By this time Robert had attracted a considerable following, and his second term of occupation of San Marco must have been even more terrifying for the local inhabitants than his first. Fortunately for them he did not stay long. A highly satisfactory expedition against the southern territories of Gisulf of Salerno, during which Cosenza and certain other neighbouring towns fell to the Normans, occupied a few months, and soon after his return to the camp messengers arrived with an urgent summons for him to return to Melfi. Count Humphrey was dying. The two half-brothers had never been close—William of Apulia reports that on one occasion Robert so angered the Count that he found himself cast into a dungeon— but Humphrey seems to have understood that there was no other possible successor and he therefore appointed Robert guardian and protector of his infant son Abelard, and administrator of all his lands during Abelard's minority. Then, in the spring of 1057, he died. He had been a hard, jealous, vengeful man, with a streak of cruelty that had showed itself in the savage tortures inflicted on the murderers of his brother Drogo, and again on certain chiefs who had failed him at Civitate; but even if he lacked Drogo's fundamental goodness of heart and the gay panache of William the Iron-Arm, even if already before his death he was beginning himself to feel outshone by the brilliance of the young Guiscard, he had yet proved himself a strong and courageous leader, fully endowed with all those qualities which had already, in barely twenty years, made the name of Hauteville famous through half Europe.
When he saw Humphrey buried next to William and Drogo in the monastery of the Santissima Trinita at Venosa, Robert can have shed few tears. Geoffrey, his only surviving elder brother in Italy, had failed to achieve any particular distinction; William, Count of the Principate, and Mauger, Count of the Capitanata, two younger brothers recently arrived, were doing well for themselves—especially William, who had already wrested a castle from the Prince of Salerno at San Nicandro, near Eboli—but neither they nor any other Norman barons could approach the Guiscard in power or prestige. As Humphrey had foreseen, the succession was incontestably his. Even before his election, he had characteristically seized all the lands of his nephew and ward Abelard and had added them to his own extensive possessions; and when, in August 1057, he was formally acclaimed as his brother's successor by the Normans assembled at Melfi, and all Humphrey's personal estates devolved upon him also, he became the greatest landowner and the most powerful figure in all South Italy. It had taken him just eleven years.
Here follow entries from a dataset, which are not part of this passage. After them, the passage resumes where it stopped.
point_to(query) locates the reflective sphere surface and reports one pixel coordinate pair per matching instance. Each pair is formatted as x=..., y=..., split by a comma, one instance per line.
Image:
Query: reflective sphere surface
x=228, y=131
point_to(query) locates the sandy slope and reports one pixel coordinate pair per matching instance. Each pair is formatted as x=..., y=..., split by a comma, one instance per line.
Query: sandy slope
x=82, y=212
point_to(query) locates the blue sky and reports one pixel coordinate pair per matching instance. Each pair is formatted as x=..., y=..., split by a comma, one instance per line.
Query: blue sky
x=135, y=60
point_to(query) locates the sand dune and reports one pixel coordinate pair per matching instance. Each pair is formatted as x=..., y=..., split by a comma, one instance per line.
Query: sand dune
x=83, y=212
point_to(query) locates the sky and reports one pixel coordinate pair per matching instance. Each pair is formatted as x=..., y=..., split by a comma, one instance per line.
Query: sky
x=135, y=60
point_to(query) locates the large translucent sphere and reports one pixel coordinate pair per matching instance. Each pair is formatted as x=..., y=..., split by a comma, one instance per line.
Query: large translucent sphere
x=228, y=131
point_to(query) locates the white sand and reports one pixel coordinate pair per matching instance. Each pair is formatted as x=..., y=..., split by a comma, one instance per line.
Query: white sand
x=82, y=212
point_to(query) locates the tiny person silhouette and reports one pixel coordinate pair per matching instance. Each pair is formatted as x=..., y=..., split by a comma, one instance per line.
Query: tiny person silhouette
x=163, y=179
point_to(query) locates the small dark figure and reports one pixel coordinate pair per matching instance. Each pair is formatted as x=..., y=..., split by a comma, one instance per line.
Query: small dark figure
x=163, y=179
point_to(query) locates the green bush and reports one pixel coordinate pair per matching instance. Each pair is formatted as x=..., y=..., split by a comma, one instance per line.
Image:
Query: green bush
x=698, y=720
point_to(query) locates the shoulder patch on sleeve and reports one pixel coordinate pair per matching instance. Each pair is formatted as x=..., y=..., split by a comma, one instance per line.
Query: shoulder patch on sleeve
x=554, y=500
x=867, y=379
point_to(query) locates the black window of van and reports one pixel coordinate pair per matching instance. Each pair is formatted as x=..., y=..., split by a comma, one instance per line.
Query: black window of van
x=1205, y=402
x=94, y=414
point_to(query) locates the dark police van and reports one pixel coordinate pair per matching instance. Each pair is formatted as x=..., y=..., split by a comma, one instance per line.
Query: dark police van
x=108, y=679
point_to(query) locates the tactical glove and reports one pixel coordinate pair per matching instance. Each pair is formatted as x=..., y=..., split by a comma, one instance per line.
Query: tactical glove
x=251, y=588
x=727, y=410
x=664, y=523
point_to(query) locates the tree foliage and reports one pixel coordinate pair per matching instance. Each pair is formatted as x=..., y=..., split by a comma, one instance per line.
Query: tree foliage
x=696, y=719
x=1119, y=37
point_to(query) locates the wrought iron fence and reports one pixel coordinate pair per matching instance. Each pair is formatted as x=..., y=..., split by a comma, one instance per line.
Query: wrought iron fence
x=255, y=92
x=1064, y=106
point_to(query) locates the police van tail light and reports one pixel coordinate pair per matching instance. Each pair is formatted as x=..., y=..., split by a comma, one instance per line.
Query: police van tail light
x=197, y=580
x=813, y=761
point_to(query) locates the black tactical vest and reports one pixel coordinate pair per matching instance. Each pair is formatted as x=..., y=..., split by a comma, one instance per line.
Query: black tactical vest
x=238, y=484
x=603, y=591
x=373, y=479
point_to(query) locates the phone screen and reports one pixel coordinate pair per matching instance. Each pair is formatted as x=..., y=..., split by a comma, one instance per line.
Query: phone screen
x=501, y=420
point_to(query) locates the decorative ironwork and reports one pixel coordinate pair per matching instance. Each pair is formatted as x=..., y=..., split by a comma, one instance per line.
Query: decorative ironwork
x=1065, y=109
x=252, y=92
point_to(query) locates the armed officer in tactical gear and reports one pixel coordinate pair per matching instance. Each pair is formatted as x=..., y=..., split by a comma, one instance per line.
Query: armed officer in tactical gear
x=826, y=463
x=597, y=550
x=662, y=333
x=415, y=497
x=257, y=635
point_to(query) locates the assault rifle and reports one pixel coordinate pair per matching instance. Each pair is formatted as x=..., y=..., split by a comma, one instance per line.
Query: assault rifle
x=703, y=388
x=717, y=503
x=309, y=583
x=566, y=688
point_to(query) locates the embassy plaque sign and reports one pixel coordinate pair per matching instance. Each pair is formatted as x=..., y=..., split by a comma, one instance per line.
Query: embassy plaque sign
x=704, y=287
But though Robert Guiscard was now supreme, his chief rival, Richard of Aversa, was not far behind. The Normans of Melfi and those of Aversa still retained their separate identities, and Richard had consequently not been a contender for the Apulian succession —he had anyway been fully occupied elsewhere. Young Gisulf of Salerno, despite the efforts of his uncle Guy of Sorrento to restrain him, had almost from the day of
his accession determined to oppose the Normans in every way he could. It was a short-sighted policy, since, especially after Civitate (where the Salernitans had been noticeable by their absence), the Lombard princes of South Italy could no longer hope to stem the Norman tide, and the policy of co-operation which had served his father Gaimar in such good stead was now even more vital if an independent Salerno was to be maintained; yet Gisulf quickly drew upon himself the armed hostility of Richard of Aversa and managed to keep his throne only by means of a last-minute alliance with Amalfi; while Richard in the north and Robert and William de Hauteville in the south relentlessly harried his borders, paring away the outlying Salernitan territory bit by bit until he was at last left with little more than the city itself.